Pour la dernière promotion de magistrats, on compte 74 % de femmes. Chaque fois qu'il y a une dynamique de scolarisation, les filles ont d'aussi bons, voire de meilleurs
résultats, que les garçons.
Le problème est qu'elles sont concentrées dans certaines filières. Les femmes
représentent plus de 60 % des effectifs en droit, en science politique, ou en médecine ; 75 % en lettres ; mais seulement 26 % en science fondamentale et en sciences
appliquées. C'est la dynamique du genre. Les représentations sur les places respectives du féminin et du masculin jouent en effet sur les orientations scolaires et
professionnelles.
Mais il y aussi une part de calcul implicite de la part des femmes, qui pressentent les difficultés à s'intégrer dans tel ou tel domaine.
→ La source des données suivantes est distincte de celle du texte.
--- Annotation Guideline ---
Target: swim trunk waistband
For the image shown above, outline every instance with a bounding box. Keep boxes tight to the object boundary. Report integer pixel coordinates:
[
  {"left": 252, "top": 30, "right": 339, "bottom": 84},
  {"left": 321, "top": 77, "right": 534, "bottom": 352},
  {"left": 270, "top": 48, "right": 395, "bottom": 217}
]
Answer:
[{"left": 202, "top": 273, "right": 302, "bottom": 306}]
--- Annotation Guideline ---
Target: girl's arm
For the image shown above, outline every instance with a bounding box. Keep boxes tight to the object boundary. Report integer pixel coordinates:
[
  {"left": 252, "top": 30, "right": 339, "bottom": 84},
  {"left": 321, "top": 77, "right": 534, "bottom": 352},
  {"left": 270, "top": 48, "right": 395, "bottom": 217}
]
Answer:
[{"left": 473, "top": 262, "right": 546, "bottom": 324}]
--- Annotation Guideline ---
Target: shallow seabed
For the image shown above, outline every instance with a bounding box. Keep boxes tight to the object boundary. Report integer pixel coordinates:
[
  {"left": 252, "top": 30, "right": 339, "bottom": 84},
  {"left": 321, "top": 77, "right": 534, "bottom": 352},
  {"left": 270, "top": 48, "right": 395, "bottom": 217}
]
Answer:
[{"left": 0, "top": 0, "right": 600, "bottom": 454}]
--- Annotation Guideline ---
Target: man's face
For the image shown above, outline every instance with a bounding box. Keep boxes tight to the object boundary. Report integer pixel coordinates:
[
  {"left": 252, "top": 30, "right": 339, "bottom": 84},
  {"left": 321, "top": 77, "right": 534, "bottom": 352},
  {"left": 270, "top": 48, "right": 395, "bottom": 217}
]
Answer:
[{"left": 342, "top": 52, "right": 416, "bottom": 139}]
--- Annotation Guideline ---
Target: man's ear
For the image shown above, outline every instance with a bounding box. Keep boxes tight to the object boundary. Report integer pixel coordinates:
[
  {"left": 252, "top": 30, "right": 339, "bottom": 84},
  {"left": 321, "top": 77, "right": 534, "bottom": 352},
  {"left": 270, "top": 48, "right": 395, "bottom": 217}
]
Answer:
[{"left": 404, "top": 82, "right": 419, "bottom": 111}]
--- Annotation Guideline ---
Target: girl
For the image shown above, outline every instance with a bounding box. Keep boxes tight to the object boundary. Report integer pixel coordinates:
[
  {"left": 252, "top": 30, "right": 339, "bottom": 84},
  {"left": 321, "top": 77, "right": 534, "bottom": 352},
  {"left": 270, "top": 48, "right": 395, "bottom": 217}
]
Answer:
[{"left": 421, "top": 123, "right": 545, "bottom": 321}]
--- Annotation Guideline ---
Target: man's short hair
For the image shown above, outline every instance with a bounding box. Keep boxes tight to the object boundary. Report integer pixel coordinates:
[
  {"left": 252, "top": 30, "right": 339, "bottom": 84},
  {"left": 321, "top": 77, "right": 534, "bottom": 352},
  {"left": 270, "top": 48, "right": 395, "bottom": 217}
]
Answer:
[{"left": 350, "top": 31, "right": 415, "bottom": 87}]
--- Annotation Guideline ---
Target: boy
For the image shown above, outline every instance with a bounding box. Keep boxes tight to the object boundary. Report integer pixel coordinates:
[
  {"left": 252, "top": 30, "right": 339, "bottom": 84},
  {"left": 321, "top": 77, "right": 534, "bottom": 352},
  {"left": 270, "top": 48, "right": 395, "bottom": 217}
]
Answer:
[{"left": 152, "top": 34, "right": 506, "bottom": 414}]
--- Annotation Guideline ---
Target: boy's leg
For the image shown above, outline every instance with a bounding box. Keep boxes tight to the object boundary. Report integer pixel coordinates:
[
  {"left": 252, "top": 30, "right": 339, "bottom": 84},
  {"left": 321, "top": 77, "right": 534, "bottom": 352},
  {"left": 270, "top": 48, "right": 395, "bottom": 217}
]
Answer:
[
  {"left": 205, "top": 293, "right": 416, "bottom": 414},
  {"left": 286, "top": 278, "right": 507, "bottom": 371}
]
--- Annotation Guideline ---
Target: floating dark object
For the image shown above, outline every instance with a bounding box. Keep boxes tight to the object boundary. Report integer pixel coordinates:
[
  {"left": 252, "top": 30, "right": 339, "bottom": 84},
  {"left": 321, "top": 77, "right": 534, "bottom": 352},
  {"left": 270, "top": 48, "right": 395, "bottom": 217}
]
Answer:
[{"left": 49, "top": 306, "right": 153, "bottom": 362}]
Elles vont miser sur des types de diplômes et de recrutements qui leur seront davantage favorables. Le concours, plutôt que la cooptation ou l'entretien, par exemple.
Comment faire en sorte que le discours sur la dévalorisation évolue ?
L'extension progressive des domaines accessibles aux femmes fait évoluer les mentalités.
Même s'il faut relativiser. Car, à l'intérieur des professions, se reconstitue une ségrégation.
Les hommes rejoignent les positions les plus prestigieuses. Dans l'enseignement
primaire, les hommes sont surreprésentés parmi les directeurs d'école. En médecine, ils sont ultramajoritaires en cardiologie et en chirurgie, tandis que les femmes sont
concentrées dans les spécialités qui rapportent le moins - la pédiatrie ou la gynécologie.
Le gros problème est qu'une grande partie de l'organisation de la vie familiale repose encore sur les femmes. Celles qui font carrière sont contraintes de reproduire le modèle masculin - et n'ont généralement pas ou peu d'enfants.
Cela dit certains cadres masculins compensent dans la sphère privée l'incertitude croissante qui les atteint dans la sphère professionnelle. Davantage de couples arbitrent désormais en faveur de la carrière de la femme.
Ces deux évolutions se combinant, on débouchera peut-être sur un mode d'organisation de la famille qui dépasse le genre.